Creating the contraptions -- a process that involved wire-stripping, crimping and soldering -- was a challenge for even the technology-savvy in the class. The build took twice as long as Motz had anticipated. “There was a fried microprocessor, some loose and flickering TFT displays, and a couple that never quite worked right -- I loaned mine out so that students could still do their research.”

He said the whole project might have “crashed and burned” if not for the generosity of the Department of Psychological and Brain Sciences’ Electronics Shop engineers, Tony Walker and Jeff Sturgeon.

Walker and Sturgeon met individually with students and helped to troubleshoot technology issues.
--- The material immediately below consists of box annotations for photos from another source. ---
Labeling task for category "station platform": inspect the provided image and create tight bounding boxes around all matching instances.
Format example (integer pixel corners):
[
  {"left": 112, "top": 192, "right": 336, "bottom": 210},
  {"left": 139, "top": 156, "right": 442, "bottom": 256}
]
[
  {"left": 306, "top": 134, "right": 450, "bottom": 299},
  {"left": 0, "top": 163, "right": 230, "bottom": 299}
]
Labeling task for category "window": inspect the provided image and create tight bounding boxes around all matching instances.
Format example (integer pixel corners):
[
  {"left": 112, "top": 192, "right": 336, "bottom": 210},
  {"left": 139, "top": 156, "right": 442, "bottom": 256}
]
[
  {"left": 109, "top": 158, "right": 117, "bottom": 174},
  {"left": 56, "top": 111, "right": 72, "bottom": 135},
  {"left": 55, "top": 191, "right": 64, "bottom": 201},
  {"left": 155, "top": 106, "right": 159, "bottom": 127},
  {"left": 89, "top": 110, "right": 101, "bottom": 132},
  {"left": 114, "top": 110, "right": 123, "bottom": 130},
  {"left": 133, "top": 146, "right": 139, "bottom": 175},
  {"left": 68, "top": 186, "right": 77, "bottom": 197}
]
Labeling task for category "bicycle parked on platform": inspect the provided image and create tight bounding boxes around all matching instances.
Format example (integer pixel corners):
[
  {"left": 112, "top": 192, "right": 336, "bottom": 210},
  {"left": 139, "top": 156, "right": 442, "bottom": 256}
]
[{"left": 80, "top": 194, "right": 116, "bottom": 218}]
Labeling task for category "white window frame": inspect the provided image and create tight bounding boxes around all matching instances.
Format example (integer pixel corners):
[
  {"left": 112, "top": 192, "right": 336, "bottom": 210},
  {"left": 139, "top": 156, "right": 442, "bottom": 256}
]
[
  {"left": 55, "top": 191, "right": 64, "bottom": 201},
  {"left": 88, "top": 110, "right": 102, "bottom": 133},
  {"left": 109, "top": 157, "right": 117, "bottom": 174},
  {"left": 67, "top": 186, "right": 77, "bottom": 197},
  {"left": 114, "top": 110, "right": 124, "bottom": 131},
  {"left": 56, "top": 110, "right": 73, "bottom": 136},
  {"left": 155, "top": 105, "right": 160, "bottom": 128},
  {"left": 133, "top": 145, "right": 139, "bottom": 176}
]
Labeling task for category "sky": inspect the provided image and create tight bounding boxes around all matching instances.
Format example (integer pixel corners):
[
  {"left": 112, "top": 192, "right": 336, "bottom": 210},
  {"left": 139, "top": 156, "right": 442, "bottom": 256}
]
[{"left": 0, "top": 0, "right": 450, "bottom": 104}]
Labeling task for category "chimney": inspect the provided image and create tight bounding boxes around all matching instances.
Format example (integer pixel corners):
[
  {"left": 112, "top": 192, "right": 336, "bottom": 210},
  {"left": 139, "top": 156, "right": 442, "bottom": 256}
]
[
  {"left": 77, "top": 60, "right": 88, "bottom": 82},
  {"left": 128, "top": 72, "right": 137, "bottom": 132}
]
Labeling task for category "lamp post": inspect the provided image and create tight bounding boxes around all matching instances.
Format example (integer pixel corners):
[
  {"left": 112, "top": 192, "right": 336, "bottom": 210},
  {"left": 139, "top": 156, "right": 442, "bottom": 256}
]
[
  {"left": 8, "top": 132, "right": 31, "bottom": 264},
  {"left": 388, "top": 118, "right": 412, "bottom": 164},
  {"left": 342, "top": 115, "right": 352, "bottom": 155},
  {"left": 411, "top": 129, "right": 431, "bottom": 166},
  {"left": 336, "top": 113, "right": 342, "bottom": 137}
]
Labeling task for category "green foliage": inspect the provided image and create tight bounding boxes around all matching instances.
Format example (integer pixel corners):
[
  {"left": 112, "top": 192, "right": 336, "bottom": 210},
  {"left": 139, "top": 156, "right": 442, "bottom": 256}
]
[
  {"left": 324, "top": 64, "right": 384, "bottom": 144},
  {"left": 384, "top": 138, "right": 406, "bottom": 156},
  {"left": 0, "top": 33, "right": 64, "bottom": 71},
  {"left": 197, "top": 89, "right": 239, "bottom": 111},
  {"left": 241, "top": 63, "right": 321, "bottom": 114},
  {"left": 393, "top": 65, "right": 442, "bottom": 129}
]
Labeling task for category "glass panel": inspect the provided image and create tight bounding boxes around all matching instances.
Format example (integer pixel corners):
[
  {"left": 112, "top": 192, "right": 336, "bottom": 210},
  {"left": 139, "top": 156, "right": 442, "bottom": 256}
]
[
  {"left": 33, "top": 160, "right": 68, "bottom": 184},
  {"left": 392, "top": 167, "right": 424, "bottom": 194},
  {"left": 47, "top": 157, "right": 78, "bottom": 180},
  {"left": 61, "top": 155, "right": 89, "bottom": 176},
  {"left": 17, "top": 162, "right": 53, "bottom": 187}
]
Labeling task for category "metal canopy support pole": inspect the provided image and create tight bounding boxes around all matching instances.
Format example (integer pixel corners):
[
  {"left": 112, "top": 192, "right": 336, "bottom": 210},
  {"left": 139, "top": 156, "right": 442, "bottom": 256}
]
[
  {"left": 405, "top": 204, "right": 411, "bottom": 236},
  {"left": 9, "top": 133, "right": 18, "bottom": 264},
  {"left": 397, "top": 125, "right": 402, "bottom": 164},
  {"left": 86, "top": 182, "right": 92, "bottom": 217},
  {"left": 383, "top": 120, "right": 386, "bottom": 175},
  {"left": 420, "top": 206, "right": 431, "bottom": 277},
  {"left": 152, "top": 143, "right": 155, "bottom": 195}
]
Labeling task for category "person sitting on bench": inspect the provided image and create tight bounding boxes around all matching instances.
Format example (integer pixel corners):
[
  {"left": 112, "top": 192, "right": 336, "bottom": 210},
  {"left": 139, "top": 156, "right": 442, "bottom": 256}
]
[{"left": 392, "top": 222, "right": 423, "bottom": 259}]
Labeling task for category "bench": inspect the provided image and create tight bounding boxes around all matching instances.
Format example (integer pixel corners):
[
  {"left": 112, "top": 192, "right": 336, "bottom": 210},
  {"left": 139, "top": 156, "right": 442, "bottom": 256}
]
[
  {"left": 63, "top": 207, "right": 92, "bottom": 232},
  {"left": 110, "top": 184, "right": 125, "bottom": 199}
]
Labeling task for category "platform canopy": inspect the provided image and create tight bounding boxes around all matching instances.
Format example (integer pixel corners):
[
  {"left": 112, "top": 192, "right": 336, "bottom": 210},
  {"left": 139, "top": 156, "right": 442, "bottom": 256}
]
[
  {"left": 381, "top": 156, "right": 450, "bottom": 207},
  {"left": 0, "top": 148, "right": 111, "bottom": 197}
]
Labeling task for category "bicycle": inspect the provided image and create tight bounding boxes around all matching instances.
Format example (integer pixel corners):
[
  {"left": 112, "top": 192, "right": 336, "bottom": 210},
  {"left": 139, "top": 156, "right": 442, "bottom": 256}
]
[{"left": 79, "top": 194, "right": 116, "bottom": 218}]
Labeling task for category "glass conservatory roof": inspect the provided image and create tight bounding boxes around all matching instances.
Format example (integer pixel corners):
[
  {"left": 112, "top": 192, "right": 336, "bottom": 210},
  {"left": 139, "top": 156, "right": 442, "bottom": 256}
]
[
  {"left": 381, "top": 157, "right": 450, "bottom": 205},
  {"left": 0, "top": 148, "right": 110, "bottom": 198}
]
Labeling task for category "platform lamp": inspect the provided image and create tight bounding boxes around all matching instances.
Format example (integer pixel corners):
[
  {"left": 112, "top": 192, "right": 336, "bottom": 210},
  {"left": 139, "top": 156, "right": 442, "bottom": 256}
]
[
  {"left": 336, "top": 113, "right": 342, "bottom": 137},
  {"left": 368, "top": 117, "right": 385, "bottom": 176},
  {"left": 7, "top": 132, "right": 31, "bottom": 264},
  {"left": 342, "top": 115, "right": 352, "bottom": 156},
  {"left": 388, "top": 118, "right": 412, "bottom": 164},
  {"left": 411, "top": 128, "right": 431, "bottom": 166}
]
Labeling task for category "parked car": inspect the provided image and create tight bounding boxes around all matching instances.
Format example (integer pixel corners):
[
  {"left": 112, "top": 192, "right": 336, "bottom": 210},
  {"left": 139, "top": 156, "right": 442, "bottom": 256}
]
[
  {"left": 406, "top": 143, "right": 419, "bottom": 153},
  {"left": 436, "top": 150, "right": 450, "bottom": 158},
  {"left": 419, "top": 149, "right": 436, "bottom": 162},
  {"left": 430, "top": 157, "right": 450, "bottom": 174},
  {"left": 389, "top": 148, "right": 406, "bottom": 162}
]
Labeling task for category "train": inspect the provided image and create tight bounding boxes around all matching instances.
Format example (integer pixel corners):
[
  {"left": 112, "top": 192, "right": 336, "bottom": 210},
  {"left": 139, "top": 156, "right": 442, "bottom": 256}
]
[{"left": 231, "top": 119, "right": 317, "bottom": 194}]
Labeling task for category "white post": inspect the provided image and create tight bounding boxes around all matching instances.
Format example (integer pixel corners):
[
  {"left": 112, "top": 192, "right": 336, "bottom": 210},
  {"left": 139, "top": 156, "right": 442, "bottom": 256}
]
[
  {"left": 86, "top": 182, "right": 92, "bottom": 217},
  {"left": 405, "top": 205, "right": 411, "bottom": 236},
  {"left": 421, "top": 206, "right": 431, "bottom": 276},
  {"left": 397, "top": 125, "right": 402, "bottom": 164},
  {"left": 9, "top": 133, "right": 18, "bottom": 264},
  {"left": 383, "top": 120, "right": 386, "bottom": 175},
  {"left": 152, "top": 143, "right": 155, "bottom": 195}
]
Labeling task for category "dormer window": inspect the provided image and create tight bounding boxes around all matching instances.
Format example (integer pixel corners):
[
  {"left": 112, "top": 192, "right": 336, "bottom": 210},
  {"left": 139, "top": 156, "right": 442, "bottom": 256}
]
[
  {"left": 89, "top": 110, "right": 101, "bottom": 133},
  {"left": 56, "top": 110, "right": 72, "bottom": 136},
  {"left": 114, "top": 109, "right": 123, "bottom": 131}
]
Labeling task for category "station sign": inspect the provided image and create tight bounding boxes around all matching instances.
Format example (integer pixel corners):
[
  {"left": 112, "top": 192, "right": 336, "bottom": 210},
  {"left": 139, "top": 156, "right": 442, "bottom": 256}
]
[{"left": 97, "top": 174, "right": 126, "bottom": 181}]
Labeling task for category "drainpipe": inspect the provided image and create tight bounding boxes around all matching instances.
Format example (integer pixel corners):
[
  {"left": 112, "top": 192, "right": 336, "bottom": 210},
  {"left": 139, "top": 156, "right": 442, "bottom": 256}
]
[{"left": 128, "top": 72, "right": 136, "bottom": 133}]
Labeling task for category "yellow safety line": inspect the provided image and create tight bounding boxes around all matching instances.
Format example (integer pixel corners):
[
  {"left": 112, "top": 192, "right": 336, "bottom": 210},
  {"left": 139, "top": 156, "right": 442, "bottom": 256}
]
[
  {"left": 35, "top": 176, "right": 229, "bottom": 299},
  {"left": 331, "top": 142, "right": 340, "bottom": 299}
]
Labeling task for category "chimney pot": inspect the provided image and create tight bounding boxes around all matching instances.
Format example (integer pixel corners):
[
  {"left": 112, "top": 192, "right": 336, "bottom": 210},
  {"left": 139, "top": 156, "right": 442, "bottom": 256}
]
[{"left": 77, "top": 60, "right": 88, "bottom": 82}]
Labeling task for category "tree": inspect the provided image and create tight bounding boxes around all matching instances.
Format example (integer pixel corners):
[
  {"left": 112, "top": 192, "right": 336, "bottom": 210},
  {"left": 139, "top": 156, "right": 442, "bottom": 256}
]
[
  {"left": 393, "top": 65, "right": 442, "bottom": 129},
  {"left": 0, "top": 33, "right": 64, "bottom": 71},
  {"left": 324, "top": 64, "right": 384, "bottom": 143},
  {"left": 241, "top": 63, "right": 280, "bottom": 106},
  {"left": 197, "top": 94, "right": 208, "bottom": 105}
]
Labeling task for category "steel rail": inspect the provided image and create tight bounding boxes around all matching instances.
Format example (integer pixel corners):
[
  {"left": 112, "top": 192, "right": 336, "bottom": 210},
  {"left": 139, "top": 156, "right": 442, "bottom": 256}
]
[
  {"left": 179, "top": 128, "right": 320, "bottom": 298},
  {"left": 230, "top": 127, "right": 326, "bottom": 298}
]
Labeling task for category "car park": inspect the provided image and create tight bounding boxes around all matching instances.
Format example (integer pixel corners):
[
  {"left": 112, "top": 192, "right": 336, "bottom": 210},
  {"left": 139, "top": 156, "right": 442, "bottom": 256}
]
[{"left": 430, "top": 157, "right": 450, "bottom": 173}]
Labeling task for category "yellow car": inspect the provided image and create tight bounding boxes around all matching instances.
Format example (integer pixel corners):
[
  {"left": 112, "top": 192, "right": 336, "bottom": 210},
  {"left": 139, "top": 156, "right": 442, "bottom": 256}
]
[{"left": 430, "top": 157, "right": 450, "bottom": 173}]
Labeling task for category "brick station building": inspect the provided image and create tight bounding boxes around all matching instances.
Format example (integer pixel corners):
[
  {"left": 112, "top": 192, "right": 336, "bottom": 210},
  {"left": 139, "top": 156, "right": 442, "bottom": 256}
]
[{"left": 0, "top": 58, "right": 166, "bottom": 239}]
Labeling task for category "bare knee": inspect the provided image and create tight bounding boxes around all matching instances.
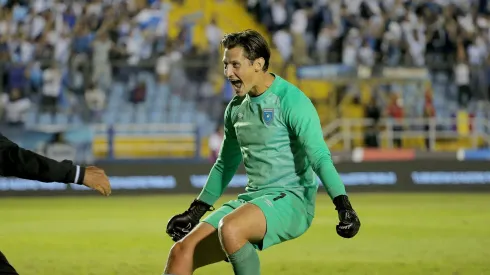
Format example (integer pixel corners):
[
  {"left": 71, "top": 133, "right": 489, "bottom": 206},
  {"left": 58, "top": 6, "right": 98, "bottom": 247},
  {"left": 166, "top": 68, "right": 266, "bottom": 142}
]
[
  {"left": 169, "top": 240, "right": 195, "bottom": 261},
  {"left": 218, "top": 216, "right": 247, "bottom": 253}
]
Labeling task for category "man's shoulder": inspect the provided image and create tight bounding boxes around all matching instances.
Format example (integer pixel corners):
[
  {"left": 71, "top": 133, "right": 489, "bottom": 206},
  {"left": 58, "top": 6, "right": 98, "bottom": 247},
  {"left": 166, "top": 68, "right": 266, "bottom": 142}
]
[
  {"left": 225, "top": 95, "right": 245, "bottom": 117},
  {"left": 274, "top": 75, "right": 308, "bottom": 105}
]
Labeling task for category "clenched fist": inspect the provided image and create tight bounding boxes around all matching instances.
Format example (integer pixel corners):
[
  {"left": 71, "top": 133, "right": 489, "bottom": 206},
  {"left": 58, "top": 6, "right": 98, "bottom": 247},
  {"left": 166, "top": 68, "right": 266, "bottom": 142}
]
[{"left": 83, "top": 166, "right": 111, "bottom": 196}]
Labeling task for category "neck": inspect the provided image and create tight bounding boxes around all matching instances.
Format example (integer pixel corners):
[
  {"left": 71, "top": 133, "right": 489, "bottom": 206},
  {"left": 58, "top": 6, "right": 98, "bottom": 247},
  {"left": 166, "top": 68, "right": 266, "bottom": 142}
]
[{"left": 248, "top": 72, "right": 274, "bottom": 97}]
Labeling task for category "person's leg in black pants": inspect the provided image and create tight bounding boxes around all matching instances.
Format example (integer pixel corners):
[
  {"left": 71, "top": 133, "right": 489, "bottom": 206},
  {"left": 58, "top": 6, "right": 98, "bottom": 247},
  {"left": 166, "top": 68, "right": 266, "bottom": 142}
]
[{"left": 0, "top": 251, "right": 19, "bottom": 275}]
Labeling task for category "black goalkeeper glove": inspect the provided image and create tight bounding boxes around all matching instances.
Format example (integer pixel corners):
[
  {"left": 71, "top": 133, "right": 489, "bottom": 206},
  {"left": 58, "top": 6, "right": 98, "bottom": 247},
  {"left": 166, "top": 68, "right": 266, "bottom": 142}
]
[
  {"left": 167, "top": 200, "right": 214, "bottom": 242},
  {"left": 333, "top": 195, "right": 361, "bottom": 238}
]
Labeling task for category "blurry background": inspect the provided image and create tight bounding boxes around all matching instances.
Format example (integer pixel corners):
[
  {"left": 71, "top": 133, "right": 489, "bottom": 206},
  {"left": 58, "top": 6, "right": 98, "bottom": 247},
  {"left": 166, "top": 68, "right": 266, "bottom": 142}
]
[{"left": 0, "top": 0, "right": 490, "bottom": 274}]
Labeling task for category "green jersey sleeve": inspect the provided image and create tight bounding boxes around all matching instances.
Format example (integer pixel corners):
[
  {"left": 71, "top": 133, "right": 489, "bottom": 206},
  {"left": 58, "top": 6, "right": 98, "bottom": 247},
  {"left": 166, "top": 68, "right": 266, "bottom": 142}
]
[
  {"left": 198, "top": 102, "right": 242, "bottom": 205},
  {"left": 282, "top": 92, "right": 346, "bottom": 199}
]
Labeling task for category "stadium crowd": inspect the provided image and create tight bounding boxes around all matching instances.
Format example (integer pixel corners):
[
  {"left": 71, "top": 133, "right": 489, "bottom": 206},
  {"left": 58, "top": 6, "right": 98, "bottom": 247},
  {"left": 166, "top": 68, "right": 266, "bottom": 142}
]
[
  {"left": 246, "top": 0, "right": 490, "bottom": 107},
  {"left": 0, "top": 0, "right": 490, "bottom": 133},
  {"left": 0, "top": 0, "right": 221, "bottom": 125}
]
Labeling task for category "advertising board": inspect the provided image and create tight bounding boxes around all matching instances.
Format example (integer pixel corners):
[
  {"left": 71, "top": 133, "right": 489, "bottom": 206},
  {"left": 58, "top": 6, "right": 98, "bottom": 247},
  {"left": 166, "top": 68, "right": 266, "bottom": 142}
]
[{"left": 0, "top": 161, "right": 490, "bottom": 196}]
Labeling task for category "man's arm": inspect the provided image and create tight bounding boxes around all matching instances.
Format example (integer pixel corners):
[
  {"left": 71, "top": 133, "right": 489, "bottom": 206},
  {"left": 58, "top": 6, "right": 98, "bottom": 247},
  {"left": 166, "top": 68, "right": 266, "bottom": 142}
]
[
  {"left": 283, "top": 94, "right": 346, "bottom": 199},
  {"left": 197, "top": 105, "right": 242, "bottom": 205},
  {"left": 0, "top": 134, "right": 85, "bottom": 184}
]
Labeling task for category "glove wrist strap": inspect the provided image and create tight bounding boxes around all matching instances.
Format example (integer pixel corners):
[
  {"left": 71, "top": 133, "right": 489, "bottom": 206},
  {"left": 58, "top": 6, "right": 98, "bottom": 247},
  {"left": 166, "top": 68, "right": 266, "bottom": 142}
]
[{"left": 333, "top": 195, "right": 353, "bottom": 210}]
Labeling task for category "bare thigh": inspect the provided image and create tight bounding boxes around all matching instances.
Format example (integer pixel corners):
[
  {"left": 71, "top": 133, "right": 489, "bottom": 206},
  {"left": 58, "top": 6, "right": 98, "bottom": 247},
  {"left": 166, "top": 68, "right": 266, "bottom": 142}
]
[{"left": 189, "top": 222, "right": 226, "bottom": 270}]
“Tony and Jeff were outstanding examples of the tremendous research staff and infrastructure at Indiana University, and I’m deeply indebted to them for loaning some of their time to undergraduate education,” he said.

And while the construction portion of the class was challenging, it presented students with an opportunity for them to learn about something that might otherwise have been inaccessible.

“In the end, the students had crafted a device that facilitated playful exploration of the curricular material and helped students think scientifically about the measurement of mental states,” Motz said.

Heaberlin said the experience showed her how to ask questions in a way that makes them testable. She found the building of the machine to measure skin conductance helpful, too.

“I think sometimes we use those pieces of technology without understanding or appreciating what goes into making them," she said. "By building and using our own machines in experiments we were able to design and execute, we were able to look at and be involved with psychological research from new and interesting perspectives.”

Information provided by Indiana University.